WHAT ARE the features of a hero? I was once asked. And if this question is asked of you, your answers will be more like mine.

Heroes are inspiring, decisive, unflinching, brave, courageous. A hero makes sacrifices for others and makes sure that endeavors are meant to protect others. When in distress, they are easy to call, and they come at a moment’s notice.

They come at a time when things are becoming impossible; when the tunnel of hope is getting darker, they swiftly lit up the torch for the people to follow.

And when people see that light, the body gets excited, the minds get thrilled and spirits elevated. Those are the features and the doings of a hero.

Of course, most of those I have mentioned are products of a mind wanting to move away from reality—- movie-like than practical.

The daily motions of life bring us to the highs and lows, and no one is an exception to this. Those whom we know as heroes also fought the devil inside them, which is difficult to pin down compared to the devil outside.

What is the most evil that is orchestrated in the vast arena of the mind is the intention of wealth. Such when wealth is a pursuit of the body alone, then the battle is lost. It is when the fight for wealth for everyone that the great battle of goodness and evil starts.

The great Roman orator Cato famously said “I only start when am sure that what I have to say is not better left unsaid”, a kind of guide for the good in man. Certainly, what Cato envisions as a great man, whom we call a hero today, finds support in the words of St Augustine.

He said, “A good man, though a slave, is free; but a wicked man, though a king, is a slave.
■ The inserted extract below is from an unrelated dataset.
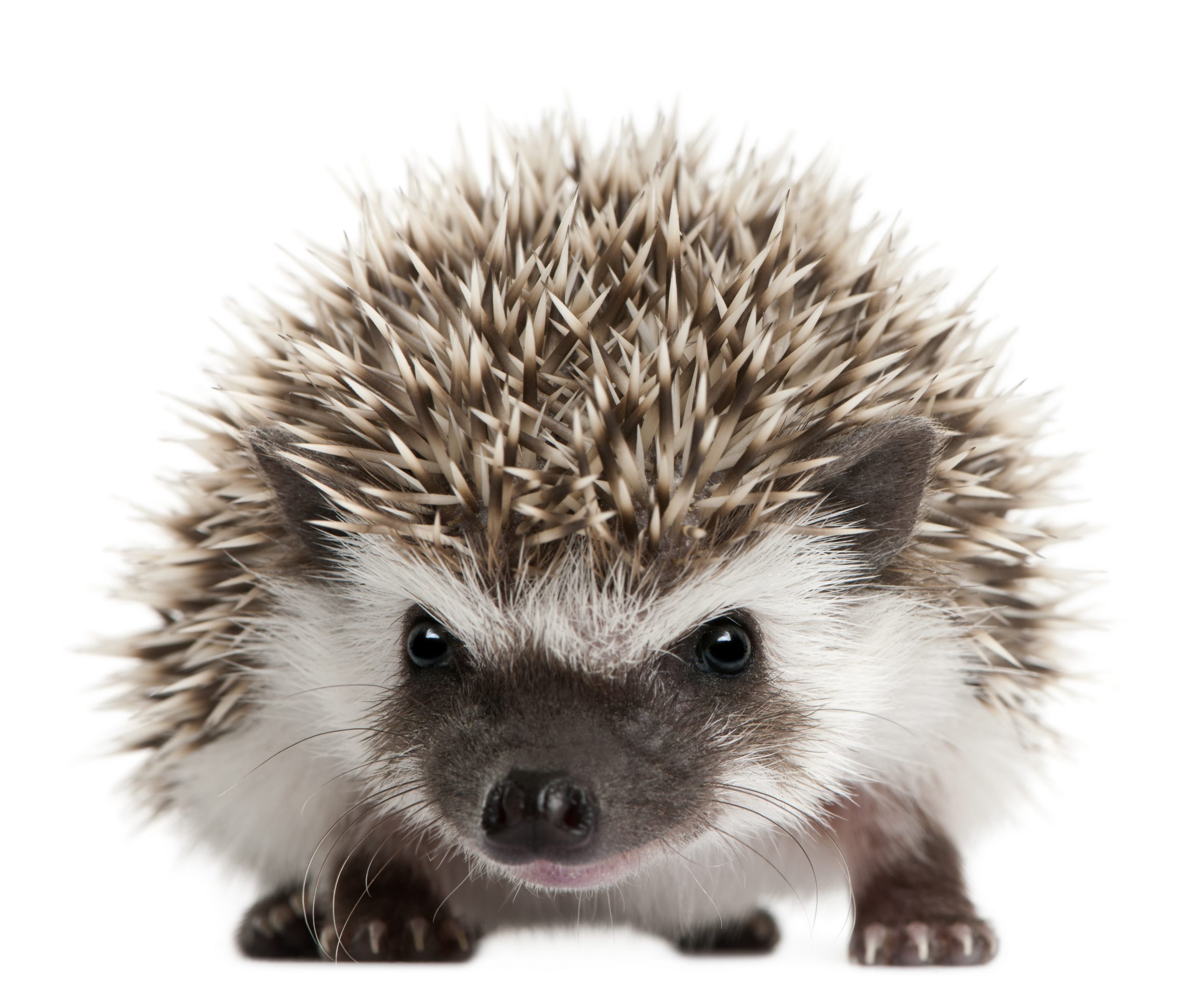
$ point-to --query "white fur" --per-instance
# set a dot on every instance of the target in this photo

For he serves, not one man alone, but what is worse, as many masters as he has vices”. Clearly, the ascent to wealth may oftentimes derail the good in man. But the pursuit of wealth, on its own cannot be evil.

It is the loss of the good man in the pursuit of wealth. But there are those who persistently carry the banner of a good person in the travel to prosperity such that the result of the wealth being made is the wealth of a good man.
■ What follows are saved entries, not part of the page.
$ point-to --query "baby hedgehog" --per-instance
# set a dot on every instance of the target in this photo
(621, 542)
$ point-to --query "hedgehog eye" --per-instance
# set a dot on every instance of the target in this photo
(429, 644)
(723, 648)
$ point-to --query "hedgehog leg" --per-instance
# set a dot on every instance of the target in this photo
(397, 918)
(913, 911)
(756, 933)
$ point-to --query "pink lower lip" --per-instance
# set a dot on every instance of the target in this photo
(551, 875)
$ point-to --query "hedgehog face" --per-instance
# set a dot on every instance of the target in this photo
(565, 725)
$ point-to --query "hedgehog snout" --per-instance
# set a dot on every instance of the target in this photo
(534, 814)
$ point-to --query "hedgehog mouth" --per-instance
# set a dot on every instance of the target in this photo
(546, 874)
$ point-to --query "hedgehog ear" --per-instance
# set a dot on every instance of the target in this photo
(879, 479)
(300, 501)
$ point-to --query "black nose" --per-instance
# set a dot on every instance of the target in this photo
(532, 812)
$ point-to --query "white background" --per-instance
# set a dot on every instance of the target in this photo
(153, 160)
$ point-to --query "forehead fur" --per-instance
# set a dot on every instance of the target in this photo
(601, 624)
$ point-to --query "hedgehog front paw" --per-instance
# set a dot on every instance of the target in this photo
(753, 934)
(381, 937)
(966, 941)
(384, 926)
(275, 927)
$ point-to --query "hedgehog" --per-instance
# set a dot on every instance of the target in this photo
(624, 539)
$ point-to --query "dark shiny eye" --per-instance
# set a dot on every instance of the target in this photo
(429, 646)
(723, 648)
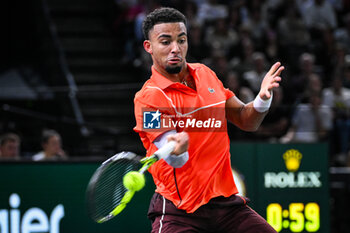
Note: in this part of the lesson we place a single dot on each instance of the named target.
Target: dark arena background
(70, 69)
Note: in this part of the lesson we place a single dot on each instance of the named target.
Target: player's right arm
(249, 116)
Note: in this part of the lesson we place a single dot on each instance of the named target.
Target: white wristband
(261, 105)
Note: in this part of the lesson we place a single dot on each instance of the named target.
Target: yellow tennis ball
(134, 181)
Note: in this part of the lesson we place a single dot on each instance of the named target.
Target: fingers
(182, 142)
The process and the results are good. The man is good; the wealth is good.

But more like, in the daily challenges of income-earning, spending, and saving the heroic act is made. To earn income is to work and receive payment for the services that one tenders to another. Next to a person’s meaning of family is the meaning of work.

More so, spending can be practical or offensive. Practical spending occurs when the items for most essential, the necessities, and recreational. Their share of the budget must be proportional.
Simply means, do not spend more than what one earns.
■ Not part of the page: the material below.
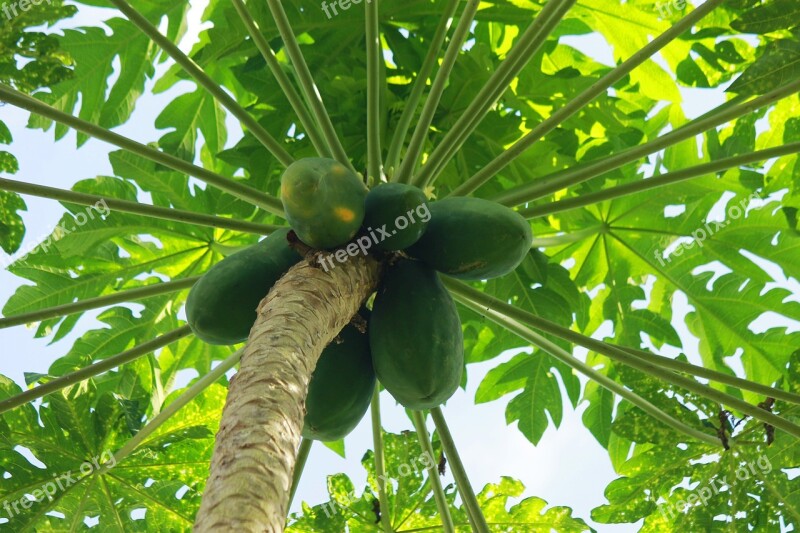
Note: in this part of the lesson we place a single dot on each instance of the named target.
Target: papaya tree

In the inverse, spending more than what one earns is offensive. It is offensive to the comforts of mind, as it rearranges the basic formula of decent accounting. When the proportionality of spending is realized, one would see that there will always be room for savings, and in fact, in savings, there are all ways.

The daily grind is the detail of where the hero is born, and the most basic in hero-making is the wealth-making of the good man, who is not a slave to the vice of work or wealth. The wealth is equal to the measure of work, and to fuels the meaningful pursuit.